最新推荐文章于 2025-02-28 10:50:26 发布

阅读量2k

点赞数

分类专栏：生物信息文章标签： python 经验分享

本文链接：https://blog.csdn.net/qq_28723681/article/details/127836407

版权

生物信息专栏收录该内容

4 篇文章

订阅专栏

本文介绍了Illumina官方的hap.py软件，用于评估和比较基因型检测结果的准确性，通过实例演示了如何使用它对VCF文件进行基准测试。核心内容包括安装、命令行参数及重要输出文件解读。
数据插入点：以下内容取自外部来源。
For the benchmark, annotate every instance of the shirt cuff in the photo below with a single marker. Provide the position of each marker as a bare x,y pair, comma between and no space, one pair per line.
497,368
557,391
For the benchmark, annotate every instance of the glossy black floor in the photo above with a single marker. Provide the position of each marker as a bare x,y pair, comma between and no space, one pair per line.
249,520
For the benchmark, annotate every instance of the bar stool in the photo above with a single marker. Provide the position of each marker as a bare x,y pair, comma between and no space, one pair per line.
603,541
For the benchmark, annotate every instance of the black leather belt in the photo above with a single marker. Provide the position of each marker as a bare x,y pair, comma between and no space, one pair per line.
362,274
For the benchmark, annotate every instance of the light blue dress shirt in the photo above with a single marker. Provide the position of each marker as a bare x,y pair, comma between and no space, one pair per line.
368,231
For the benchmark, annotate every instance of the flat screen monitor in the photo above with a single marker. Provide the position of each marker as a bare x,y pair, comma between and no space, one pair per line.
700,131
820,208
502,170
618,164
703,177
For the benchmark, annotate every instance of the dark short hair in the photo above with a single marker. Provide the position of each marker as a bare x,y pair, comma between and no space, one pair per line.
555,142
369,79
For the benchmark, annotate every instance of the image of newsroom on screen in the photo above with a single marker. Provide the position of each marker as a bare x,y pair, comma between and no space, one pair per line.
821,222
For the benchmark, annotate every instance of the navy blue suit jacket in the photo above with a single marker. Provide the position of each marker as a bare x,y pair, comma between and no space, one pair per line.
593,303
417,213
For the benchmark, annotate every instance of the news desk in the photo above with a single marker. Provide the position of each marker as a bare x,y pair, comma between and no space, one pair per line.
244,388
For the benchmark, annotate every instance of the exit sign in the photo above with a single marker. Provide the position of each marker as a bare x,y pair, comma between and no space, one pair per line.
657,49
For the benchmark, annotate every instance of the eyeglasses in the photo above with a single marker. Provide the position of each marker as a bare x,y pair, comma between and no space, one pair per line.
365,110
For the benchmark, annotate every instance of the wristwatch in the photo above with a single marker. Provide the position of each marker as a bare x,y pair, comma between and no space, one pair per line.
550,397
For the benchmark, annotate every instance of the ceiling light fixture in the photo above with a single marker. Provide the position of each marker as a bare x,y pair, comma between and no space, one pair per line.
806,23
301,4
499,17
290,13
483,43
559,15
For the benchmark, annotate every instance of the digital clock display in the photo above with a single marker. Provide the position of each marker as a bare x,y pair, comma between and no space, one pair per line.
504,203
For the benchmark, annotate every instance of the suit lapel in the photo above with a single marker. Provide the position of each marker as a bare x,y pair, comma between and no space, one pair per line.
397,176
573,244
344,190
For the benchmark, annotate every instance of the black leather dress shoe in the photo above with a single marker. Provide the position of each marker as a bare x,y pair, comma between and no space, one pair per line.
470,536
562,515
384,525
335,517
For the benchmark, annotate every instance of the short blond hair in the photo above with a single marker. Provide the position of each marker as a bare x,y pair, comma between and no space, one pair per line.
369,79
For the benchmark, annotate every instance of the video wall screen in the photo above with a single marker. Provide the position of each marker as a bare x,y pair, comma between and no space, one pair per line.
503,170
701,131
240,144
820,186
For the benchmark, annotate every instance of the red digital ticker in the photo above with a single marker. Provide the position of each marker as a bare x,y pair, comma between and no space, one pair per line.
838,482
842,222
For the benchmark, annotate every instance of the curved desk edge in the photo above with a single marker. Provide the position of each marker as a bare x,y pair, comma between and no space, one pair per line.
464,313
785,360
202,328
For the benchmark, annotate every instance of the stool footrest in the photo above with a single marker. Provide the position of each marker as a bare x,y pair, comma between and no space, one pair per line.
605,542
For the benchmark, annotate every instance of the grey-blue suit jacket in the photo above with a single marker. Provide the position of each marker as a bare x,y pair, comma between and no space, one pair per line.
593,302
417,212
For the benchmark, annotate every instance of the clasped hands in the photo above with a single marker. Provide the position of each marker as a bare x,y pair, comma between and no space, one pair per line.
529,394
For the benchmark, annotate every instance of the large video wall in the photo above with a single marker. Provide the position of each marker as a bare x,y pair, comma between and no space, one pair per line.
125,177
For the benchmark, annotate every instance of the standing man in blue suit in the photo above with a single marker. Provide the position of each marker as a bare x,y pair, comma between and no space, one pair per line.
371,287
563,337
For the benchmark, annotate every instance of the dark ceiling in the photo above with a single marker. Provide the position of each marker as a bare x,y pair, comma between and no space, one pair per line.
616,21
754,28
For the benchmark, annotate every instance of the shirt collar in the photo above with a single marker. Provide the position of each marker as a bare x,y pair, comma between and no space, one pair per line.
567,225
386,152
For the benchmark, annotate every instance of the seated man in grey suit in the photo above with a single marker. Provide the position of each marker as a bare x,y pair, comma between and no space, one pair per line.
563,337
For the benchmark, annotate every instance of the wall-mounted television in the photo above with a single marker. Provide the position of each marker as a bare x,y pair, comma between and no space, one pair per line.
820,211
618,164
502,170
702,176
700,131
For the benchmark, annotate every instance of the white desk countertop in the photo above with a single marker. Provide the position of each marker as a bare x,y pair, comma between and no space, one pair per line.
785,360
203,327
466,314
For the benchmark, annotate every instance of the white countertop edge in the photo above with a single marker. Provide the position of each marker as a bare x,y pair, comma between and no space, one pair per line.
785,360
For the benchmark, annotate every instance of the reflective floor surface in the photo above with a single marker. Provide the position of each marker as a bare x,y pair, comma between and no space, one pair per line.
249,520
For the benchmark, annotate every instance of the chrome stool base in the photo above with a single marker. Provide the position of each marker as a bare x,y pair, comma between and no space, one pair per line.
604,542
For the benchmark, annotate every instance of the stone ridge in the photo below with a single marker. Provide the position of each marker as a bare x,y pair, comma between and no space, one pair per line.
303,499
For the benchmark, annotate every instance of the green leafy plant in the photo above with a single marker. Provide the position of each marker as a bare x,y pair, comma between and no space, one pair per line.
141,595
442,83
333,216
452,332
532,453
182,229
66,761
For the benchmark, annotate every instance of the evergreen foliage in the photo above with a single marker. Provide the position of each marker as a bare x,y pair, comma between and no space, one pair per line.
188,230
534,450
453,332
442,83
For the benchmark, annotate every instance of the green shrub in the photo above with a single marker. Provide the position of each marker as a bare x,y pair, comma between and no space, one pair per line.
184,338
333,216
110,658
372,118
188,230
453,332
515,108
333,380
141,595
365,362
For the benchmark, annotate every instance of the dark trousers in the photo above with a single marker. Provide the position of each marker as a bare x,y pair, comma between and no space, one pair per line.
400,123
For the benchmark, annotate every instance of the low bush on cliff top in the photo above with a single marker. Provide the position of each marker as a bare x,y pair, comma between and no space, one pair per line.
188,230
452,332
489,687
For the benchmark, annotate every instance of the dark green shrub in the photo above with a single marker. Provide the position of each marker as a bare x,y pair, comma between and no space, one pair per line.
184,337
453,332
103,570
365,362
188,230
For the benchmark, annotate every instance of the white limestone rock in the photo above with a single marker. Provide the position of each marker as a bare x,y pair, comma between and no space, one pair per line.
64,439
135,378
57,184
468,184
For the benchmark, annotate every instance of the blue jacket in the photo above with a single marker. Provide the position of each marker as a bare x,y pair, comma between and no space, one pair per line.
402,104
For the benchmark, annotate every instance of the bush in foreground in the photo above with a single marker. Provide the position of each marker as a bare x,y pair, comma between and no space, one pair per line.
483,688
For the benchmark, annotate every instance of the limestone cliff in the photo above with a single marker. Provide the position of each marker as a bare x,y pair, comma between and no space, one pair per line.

摘要生成于 C知道，由 DeepSeek-R1 满血版支持，前往体验 >

变异检测准确性评估软件hap.py使用

1. hap.py简介

Hap.py 是illumina官方开发的在单倍型水平上比较二倍体基因型的工具。可用于针对金标准变异数据集（例如NA12878样本）对检测的变异结果进行基准测试，以判断检测结果的准确性，也可以用于比较和评估两个不同变异检测软件检测结果的差异。

2. hap.py 的使用

安装就不多说了，怕麻烦的同学建议直接使用docker镜像，省时省力。docker pull pkrusche/hap.py
下面直接上基本使用命令行吧。

hap.py 
	hap.py/example/happy/PG_NA12878_hg38-chr21.vcf.gz \
    hap.py/example/happy/NA12878-GATK3-chr21.vcf.gz \
    -f hap.py/example/happy/PG_Conf_hg38-chr21.bed.gz \
    -r hap.py/example/happy/hg38.chr21.fa \
    --threads 5 \
    -o gatk-all

其中，

-r hap.py/example/happy/hg38.chr21.fa 用于指定使用的参考序列。也可以通过设置环境变量HGREF来指定export HGREF=hap.py/example/happy/hg38.chr21.fa ，其中hap.py/example/happy/hg38.chr21.fa 需要换成你实际使用的fasta序列
hap.py/example/happy/PG_NA12878_hg38-chr21.vcf.gz 和 hap.py/example/happy/NA12878-GATK3-chr21.vcf.gz 为待比较的两个VCF文件，替换为你实际VCF文件即可。
-f hap.py/example/happy/PG_Conf_hg38-chr21.bed.gz 指定需要比较的区间，即只有该bed区间内的位点用于比较。
--threads 5 指定线程
-o out_prefix 指定输出文件前缀

3. 结果说明

结果包含以下几个文件：

Output File	Contents
gatk-all.summary.csv	Summary statistics
gatk-all.extended.csv	Extended statistics
gatk-all.roc.all.csv	All precision / recall data points that were calculated
gatk-all.vcf.gz	Annotated VCF according to https://github.com/ga4gh/benchmarking-tools/tree/master/doc/ref-impl
gatk-all.vcf.gz.tbi	VCF Tabix Index
gatk-all.metrics.json	JSON file containing all computed metrics and tables.
gatk-all.roc.Locations.INDEL.csv	ROC for ALL indels only.
gatk-all.roc.Locations.SNP.csv	ROC for ALL SNPs only.
gatk-all.roc.Locations.INDEL.PASS.csv	ROC for PASSing indels only.
gatk-all.roc.Locations.SNP.PASS.csv	ROC for PASSing SNPs only.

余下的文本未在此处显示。